Scene: Me, at home, watching the BBC adaptation of North and South for the zillionth time.
Right, I can’t believe I’m watching this for the zillionth time. I’m unemployed and watching a glorified excuse for a soap opera. I’m officially a loser.
Hey, stop with the self-hatred, alright? I deserve a little comfort food. Besides, I’m not watching it, I’m just skipping to the good parts.
Ooh, like the part where Margaret tells Thorton to fuck off for being an arrogant exploitive capitalist?
Yes! I mean, no, well, it’s so sad! He totally gets his heart broken. It’s so romantic.
Oh, BARF. I can’t believe I’m actually enjoying this Victorian drivel. Gaskell’s totally ripping off Austen with the whole boy-meets-girl, girl-thinks-she-hates-boy-but-is-secretly-attracted-to-him plot.
She is not ripping off Austen. Sure, it’s the same basic structure, but it’s using it to examine class and regional conflicts, North vs South, working vs middle class.
Whatever. The heroine who seems to have smattering of social conscience about the lives of the working poor ends up capitulating to patriarchal mores and marries the capitalist pig! Everything stays the same!
He’s not a capitalist pig. He’s a mill-owner.
Same difference.
Anyway, where do you get off calling yourself radical? You’re as middle-class as Margaret Hale. Talk about arrogance.
All I’m saying is that as a feminist should you really be enjoying a heteronormative story that simply reifies the capitalistic status quo?
A) stop turning into the feminist police; B) John Thorton is a well-rounded character who crossed class boundaries to work his way up to mill owner so you can’t really call him a capitalist pig–
–oh, don’t even give me that individualistic boot-straps shit—
C) romance is a genre about individual psychology, not social revolution and D) considering all that, I think Gaskell did a pretty good job of looking at the bigger picture and criticizing the effects of industrialization on the lower classes.
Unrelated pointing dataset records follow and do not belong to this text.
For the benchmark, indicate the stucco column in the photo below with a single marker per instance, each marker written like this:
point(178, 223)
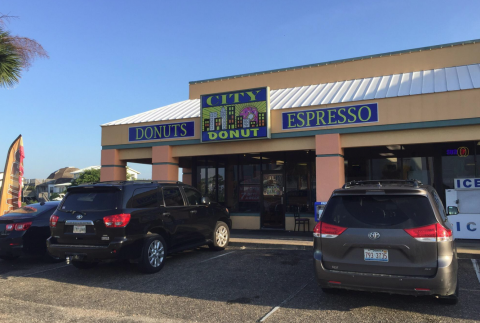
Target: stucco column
point(187, 176)
point(113, 169)
point(164, 166)
point(330, 166)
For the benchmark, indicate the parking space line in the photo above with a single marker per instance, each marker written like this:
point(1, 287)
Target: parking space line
point(477, 268)
point(38, 272)
point(273, 310)
point(217, 256)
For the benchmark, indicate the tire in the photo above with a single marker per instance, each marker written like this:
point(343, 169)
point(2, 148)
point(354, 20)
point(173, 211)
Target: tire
point(450, 299)
point(221, 236)
point(83, 264)
point(9, 258)
point(154, 252)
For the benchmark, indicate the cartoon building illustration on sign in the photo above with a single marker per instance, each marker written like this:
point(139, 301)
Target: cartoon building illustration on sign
point(248, 117)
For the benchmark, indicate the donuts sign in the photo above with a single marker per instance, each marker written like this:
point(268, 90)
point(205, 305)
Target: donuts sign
point(236, 115)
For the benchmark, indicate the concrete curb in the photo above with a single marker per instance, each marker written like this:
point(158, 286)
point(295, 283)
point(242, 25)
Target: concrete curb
point(271, 244)
point(462, 249)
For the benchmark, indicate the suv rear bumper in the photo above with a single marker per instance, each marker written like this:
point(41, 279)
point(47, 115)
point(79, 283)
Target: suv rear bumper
point(11, 246)
point(117, 249)
point(442, 284)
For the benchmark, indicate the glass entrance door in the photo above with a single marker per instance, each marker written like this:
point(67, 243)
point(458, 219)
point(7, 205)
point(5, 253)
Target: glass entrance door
point(273, 210)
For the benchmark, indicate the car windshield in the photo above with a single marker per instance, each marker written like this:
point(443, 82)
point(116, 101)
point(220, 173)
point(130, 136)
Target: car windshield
point(90, 201)
point(377, 211)
point(32, 209)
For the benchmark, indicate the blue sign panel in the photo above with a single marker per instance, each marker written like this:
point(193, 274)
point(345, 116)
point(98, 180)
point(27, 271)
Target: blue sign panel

Hmph. In a totally myopic, sentimental Victorian sort of way.
It was 1855. Give her break. Besides, you have to admit that it’s refreshing to have a smart, outspoken heroine who seems to actually eat three meals a day.
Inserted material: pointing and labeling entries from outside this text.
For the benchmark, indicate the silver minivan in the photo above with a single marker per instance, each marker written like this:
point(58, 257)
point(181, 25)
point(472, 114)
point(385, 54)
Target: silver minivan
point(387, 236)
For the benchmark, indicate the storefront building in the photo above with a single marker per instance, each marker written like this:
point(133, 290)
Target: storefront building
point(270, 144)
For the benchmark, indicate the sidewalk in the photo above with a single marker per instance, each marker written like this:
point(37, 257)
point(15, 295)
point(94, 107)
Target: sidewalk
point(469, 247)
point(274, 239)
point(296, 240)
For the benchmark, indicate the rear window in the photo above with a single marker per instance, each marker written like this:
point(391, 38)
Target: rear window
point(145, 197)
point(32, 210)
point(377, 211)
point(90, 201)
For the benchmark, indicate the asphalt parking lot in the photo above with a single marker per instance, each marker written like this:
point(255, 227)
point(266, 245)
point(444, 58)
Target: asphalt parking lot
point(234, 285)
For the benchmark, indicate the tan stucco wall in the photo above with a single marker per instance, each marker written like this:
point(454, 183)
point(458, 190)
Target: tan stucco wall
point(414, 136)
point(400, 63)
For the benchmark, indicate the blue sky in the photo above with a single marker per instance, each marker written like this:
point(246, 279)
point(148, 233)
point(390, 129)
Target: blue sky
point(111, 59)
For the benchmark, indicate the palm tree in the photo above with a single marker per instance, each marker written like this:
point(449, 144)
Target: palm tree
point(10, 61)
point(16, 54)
Okay, so Daniela Denby-Ashe is gorgeous. Point taken. But it’s still a variation of Man Domesticated/Reformed by Good, Virtuous Woman.
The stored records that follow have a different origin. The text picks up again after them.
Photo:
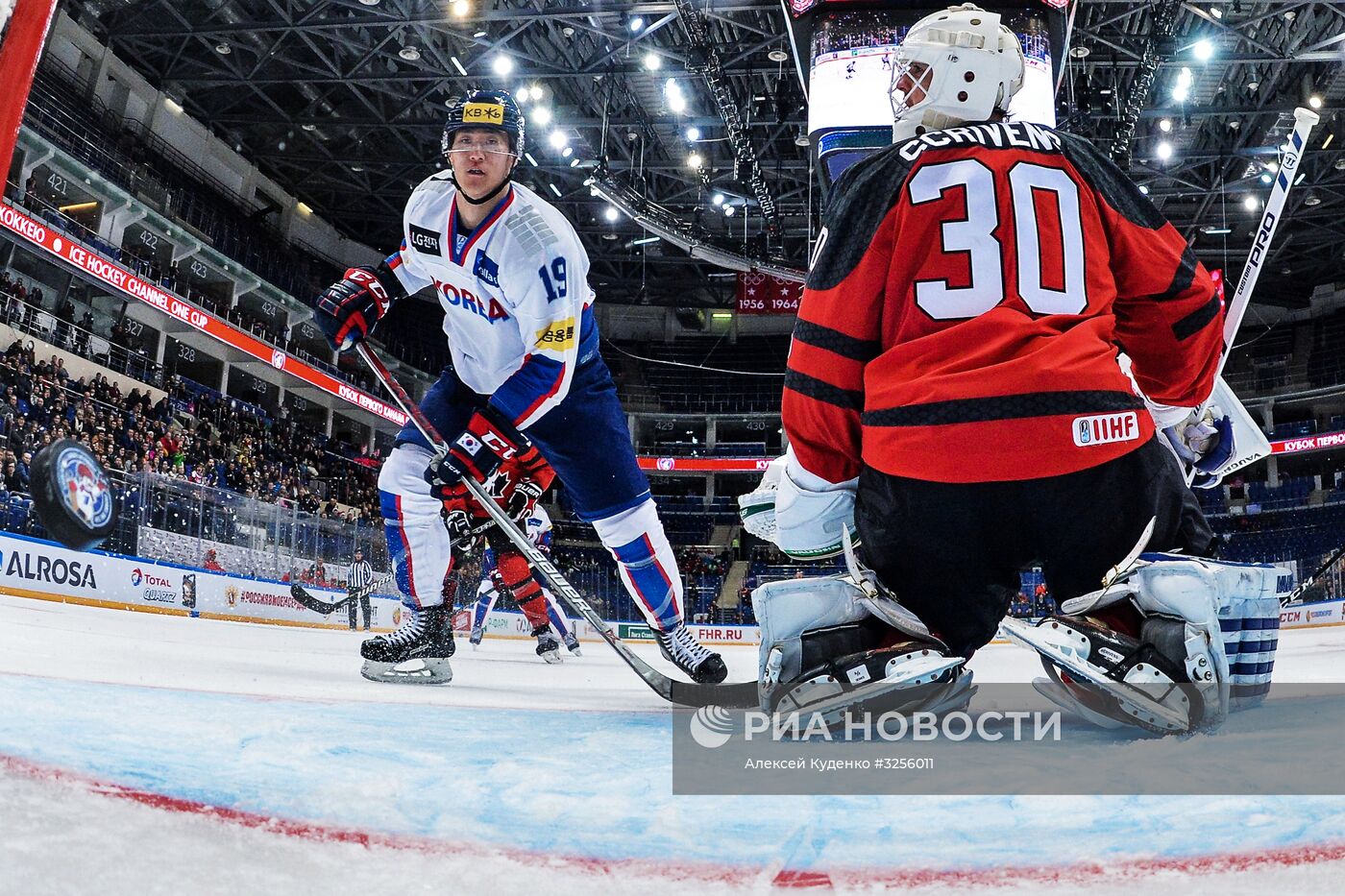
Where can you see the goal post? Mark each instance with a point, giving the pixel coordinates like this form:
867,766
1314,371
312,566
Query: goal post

Oh, SHUT UP. It’s the part where he gazes longingly after her carriage as she leaves Milton forever!
You’re really gross, you know that? What kind of lesbian are you?
Better than being a pendantic, policing pain in the ass. Besides, you have to admit that kiss at the end is really fantastic.
Totally historically innaccurate–no way they’d be making out in broad daylight on a train platform–but yeah, definitely a hot kiss.
See? Romantic always wins in the end.